Remontée des spreads
Dernier élément clé concernant le marché des taux, la remontée des spreads corporate, car le rattrapage du niveau des défaillances d’entreprises à la suite de la crise du Covid-19 est désormais une réalité des deux côtés de l’Atlantique. Notons tout de même qu’en moyenne, les grandes entreprises ont pris la mesure du changement de paradigme sur le coût du capital et ont profité à la fois des années de taux bas pour restructurer leurs bilans et de la période inflationniste récente pour améliorer leurs marges. Elles appréhendent ainsi plus sereinement les mois à venir. Pas de mur de la dette en vue, donc, sur les marchés obligataires, mais des refinancements dès 2024 et surtout en 2025, qui déstabiliseront les acteurs les plus endettés déjà très fragiles et raviveront les spreads.

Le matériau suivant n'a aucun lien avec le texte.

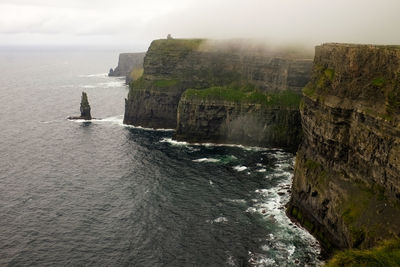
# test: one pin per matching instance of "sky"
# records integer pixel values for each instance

Pour l’avenir, la posture des banques centrales donnera évidemment le la. Quoi qu’il en soit, le marché obligataire continuera d’être chahuté par, tour à tour :
– les anticipations de baisse des taux ;
– la hausse des anticipations d’inflation en réaction à l’évolution du prix des matières premières ;
– la hausse des spreads corporate ;
– la poursuite du resserrement quantitatif passif opéré par la Fed et la BCE ;
– le changement probable de politique monétaire de la Banque du Japon, etc.
Pour 2024, deux temporalités se dégagent : le premier semestre, durant lequel les taux directeurs resteront stables à leur pic et où le duo inversion/aplatissement des courbes souveraines restera la règle, et le deuxième semestre, où le champ des possibles est plus large et inclut un éventuel début de baisse des taux directeurs et la repentification positive des courbes souveraines.